Thursday, 17 September 2009

AWB has small win in big grain hunt

as posted here

ELISABETH SEXTON
September 18, 2009
AWB has made some progress in its search for evidence about the Howard government's knowledge of the grains exporter's payment of ''transport fees'' to Saddam Hussein's regime.

The Federal Court yesterday ordered a federal intelligence agency, the Office of National Assessments, to produce 15 edited reports for potential use in a $100 million shareholder class action against AWB beginning in November.

Justice Lindsay Foster said it was ''sufficiently on the cards'' that the reports, and lists of officials who saw copies of them, would advance AWB's defence that the Department of Foreign Affairs knew about the payments.

ONA had resisted a subpoena from AWB, arguing that producing the reports would endanger national security.

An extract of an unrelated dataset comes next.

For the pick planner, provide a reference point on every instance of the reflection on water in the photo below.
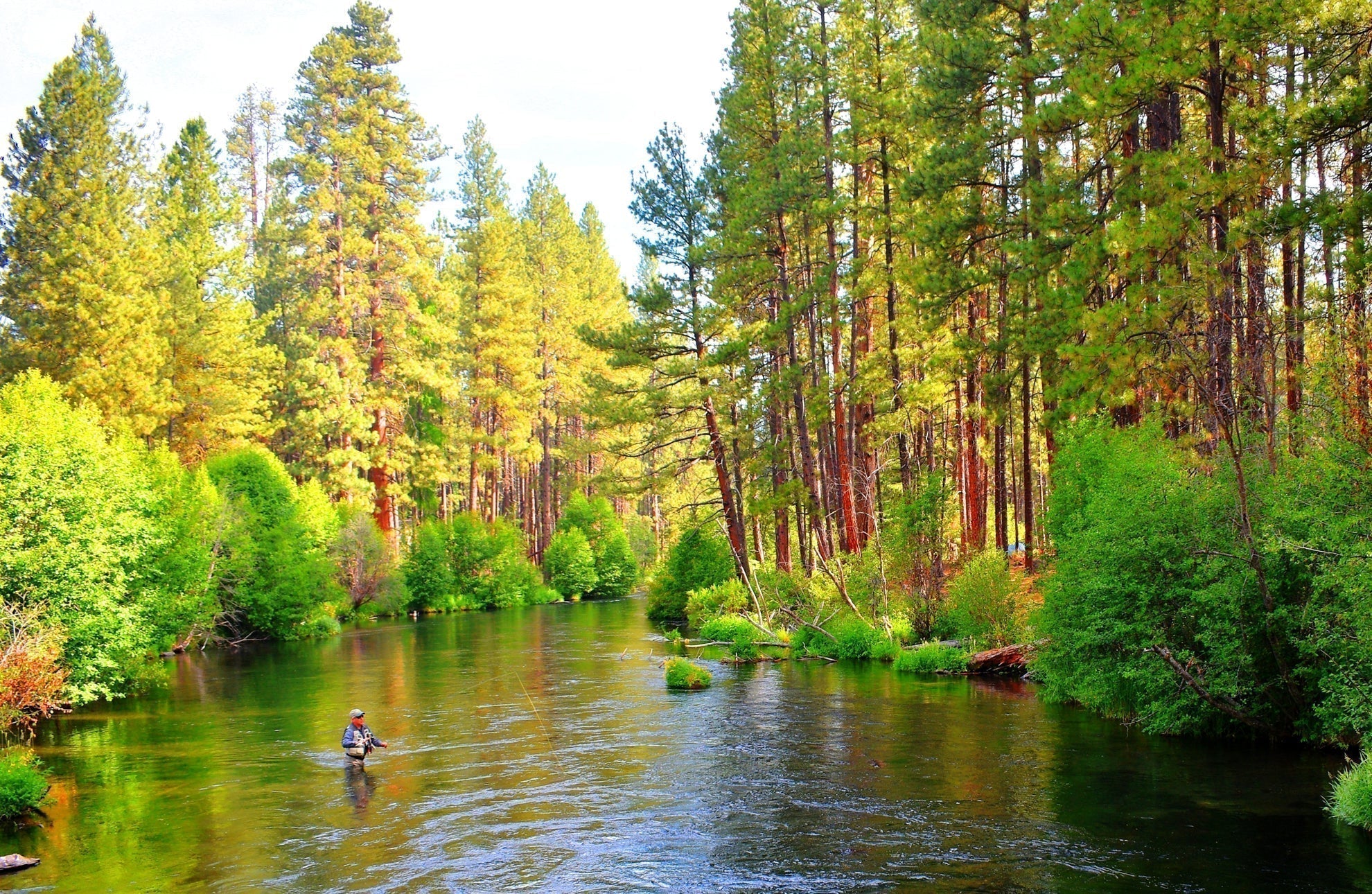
(358, 785)
(526, 753)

Justice Foster ruled that there was little risk of that because the material had already been exposed during the 2006 commission of inquiry into the Iraqi kickbacks headed by Terence Cole, QC. Mr Cole, who did not have a security clearance, published a ''distillation'' of the contents of the reports. Parts of the reports had been masked on security grounds before Mr Cole distilled them by lawyers assisting him who had security clearances. Justice Foster accepted AWB's submission that the rules of evidence would require it to tender the edited reports, rather than the distillation. ONA will have another chance to object to AWB using the reports after Justice Foster has read them.

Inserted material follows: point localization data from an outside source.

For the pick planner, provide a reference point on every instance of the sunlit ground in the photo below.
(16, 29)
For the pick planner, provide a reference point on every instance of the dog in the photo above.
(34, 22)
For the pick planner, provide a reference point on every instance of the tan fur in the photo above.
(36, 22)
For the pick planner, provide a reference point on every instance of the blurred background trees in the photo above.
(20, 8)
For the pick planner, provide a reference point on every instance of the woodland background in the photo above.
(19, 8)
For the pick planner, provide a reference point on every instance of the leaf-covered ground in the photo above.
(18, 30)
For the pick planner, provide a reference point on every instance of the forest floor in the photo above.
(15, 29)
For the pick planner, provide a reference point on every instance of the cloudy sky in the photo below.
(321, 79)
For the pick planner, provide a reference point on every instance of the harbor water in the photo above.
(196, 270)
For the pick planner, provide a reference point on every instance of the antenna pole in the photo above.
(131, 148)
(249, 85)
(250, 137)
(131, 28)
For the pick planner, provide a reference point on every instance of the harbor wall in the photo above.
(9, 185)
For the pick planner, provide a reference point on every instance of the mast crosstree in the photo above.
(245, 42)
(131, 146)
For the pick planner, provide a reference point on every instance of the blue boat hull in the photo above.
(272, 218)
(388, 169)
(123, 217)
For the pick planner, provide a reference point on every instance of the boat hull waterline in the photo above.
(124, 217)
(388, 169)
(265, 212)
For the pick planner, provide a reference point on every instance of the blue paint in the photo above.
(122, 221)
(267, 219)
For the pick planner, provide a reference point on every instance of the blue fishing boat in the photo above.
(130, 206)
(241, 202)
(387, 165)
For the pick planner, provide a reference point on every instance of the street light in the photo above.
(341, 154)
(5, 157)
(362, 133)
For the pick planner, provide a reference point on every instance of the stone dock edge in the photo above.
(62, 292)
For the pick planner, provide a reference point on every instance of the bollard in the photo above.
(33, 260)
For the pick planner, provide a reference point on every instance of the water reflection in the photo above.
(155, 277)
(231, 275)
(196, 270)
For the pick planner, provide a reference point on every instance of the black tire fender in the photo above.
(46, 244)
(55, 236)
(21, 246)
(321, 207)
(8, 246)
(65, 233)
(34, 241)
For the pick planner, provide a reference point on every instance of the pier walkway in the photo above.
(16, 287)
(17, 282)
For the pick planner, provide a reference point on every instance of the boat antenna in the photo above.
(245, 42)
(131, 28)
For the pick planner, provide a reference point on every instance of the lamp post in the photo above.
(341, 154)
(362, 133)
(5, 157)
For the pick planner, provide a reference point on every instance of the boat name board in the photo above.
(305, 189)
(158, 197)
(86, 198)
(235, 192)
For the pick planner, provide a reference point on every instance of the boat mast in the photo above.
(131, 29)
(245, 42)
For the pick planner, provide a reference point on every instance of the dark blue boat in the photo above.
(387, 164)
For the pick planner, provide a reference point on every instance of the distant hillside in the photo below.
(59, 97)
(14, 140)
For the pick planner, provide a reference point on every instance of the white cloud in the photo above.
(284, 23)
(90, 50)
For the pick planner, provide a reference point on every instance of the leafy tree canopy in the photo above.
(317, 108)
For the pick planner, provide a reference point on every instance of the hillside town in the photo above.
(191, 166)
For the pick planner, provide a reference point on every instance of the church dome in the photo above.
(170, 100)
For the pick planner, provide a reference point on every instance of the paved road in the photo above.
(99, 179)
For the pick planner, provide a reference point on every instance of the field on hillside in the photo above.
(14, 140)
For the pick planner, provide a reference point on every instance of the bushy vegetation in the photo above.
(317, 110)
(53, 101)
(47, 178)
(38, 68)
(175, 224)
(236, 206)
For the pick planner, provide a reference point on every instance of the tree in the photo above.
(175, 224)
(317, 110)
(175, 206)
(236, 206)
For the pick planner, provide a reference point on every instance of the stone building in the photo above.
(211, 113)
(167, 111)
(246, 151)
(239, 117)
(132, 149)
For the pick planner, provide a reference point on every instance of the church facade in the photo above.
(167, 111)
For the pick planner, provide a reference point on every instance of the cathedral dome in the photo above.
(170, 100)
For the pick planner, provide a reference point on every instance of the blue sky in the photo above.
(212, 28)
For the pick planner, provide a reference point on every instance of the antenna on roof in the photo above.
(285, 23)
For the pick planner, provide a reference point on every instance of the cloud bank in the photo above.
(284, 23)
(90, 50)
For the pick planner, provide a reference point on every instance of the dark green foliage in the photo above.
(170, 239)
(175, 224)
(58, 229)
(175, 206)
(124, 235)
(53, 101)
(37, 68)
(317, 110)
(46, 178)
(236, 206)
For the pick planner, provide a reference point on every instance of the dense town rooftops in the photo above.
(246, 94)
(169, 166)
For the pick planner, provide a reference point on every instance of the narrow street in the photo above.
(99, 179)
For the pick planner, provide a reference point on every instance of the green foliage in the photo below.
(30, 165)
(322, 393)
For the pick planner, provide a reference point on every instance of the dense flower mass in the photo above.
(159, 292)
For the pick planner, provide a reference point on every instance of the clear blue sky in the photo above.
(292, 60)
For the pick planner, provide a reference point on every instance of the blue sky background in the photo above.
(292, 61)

ONA's director-general, Allan Gyngell, gave evidence that Australia's intelligence partners would be ''extremely anxious and displeased'' if any of the information in the reports was disclosed ''for the purposes of civil litigation between private citizens''.

The provision of the material to the Cole inquiry had been at the request of the United Nations and the then prime minister, John Howard, Mr Gyngell said. Foreign intelligence agencies had expressed ''considerable displeasure'' that any disclosure was made to the Cole inquiry, he said.

The shareholders allege they suffered loss because AWB concealed its payment of transport fees to the former Iraqi government in breach of United Nations sanctions. They argue that if Australian officials had known about the payments, ministerial permission would not have been granted for AWB's shipments of wheat to Iraq.

The ONA had a partial victory when Justice Foster upheld its claim for public interest immunity in relation to 47 reports, which were read by lawyers assisting the Cole inquiry who had security clearances but not given to Mr Cole because they were deemed insufficiently important to his inquiry.